On the other than the merchant is actually searching for the finest pearl. So here we have one searching and the other not, and both discover what is most valuable about the human vocation: perceiving the realm of God hidden, mysteriously permeating this ordinary world. There is nothing one can do to change any of this; it is simply present. Once perceiving this, as Tich Nhat Hhan says, there is nothing of any greater value. To lose this is to lose everything.

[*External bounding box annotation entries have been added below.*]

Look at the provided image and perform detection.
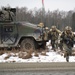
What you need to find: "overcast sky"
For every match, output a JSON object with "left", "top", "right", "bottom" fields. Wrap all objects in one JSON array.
[{"left": 0, "top": 0, "right": 75, "bottom": 11}]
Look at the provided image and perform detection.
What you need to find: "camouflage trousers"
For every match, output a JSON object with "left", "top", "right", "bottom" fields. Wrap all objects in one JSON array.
[{"left": 51, "top": 40, "right": 58, "bottom": 50}]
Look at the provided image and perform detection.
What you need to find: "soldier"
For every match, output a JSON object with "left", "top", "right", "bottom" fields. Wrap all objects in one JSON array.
[
  {"left": 1, "top": 9, "right": 9, "bottom": 20},
  {"left": 61, "top": 26, "right": 74, "bottom": 62},
  {"left": 49, "top": 26, "right": 61, "bottom": 51},
  {"left": 44, "top": 27, "right": 49, "bottom": 40}
]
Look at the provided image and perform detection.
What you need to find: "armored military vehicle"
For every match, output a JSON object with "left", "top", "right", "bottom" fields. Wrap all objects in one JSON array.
[{"left": 0, "top": 9, "right": 47, "bottom": 51}]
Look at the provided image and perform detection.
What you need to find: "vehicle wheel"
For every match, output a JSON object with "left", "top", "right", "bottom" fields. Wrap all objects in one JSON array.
[{"left": 21, "top": 39, "right": 35, "bottom": 51}]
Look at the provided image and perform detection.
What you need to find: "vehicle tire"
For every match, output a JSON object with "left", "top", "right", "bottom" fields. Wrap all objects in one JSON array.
[{"left": 21, "top": 39, "right": 35, "bottom": 51}]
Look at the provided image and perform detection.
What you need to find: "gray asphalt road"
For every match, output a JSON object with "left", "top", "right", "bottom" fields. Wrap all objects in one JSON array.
[{"left": 0, "top": 62, "right": 75, "bottom": 72}]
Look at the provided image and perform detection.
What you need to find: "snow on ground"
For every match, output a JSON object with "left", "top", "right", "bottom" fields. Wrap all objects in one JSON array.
[{"left": 0, "top": 40, "right": 75, "bottom": 63}]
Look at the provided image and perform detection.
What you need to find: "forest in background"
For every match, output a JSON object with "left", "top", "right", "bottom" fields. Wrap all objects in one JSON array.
[{"left": 0, "top": 7, "right": 75, "bottom": 31}]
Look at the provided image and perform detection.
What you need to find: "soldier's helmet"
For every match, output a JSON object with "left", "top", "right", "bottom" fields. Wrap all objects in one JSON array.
[{"left": 38, "top": 22, "right": 44, "bottom": 27}]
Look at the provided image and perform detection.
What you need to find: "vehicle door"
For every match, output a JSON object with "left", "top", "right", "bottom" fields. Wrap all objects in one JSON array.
[{"left": 2, "top": 24, "right": 18, "bottom": 44}]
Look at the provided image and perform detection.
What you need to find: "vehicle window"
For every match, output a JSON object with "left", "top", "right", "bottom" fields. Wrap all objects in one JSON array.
[{"left": 4, "top": 26, "right": 13, "bottom": 32}]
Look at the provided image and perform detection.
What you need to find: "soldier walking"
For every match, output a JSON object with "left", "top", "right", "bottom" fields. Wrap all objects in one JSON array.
[
  {"left": 61, "top": 26, "right": 74, "bottom": 62},
  {"left": 49, "top": 26, "right": 61, "bottom": 51}
]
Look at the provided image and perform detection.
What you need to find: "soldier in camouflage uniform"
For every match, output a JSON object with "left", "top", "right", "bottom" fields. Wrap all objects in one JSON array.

Which, turning the kalediscope one more time, brings us to the final parable of the net with the dreadful image of judgment the end. Like the conclusion of the parable of the wheat and the weeds, it’s a parable of judgment which none of us particularly likes to hear nor do we know what to do with it. So first we should note that the net is the kingdom of God that takes in everything in its path. No exception. Good fish, bad fish. All of humanity gathered up in the net. It is only in the end – which no one knows the day or the hour – that a separation occurs. And we should especially note that at no time is there any suggestion that anyone other than God will be doing any judging. Which in the end is Good News because after all the God who judges is the God who loves in Jesus Christ who takes away the sins of the world. What of those who refuse such love, who resist the pearl of greatest price, who willfully say No to God’s Yes? The parable suggests the Angelic bouncers will not let the recalcitrant ruin God’s party with their willful refusal to join the celebration. “There is no compelling reason for them to spend eternity gasping on the beach.” (Robert Capon)

Which returns us to the treasure of God’s realm in this ordinary world. This is the pearl of great price that lies hidden among us. How might we spend our precious lives knowing that the wonder of God is so very present in this world?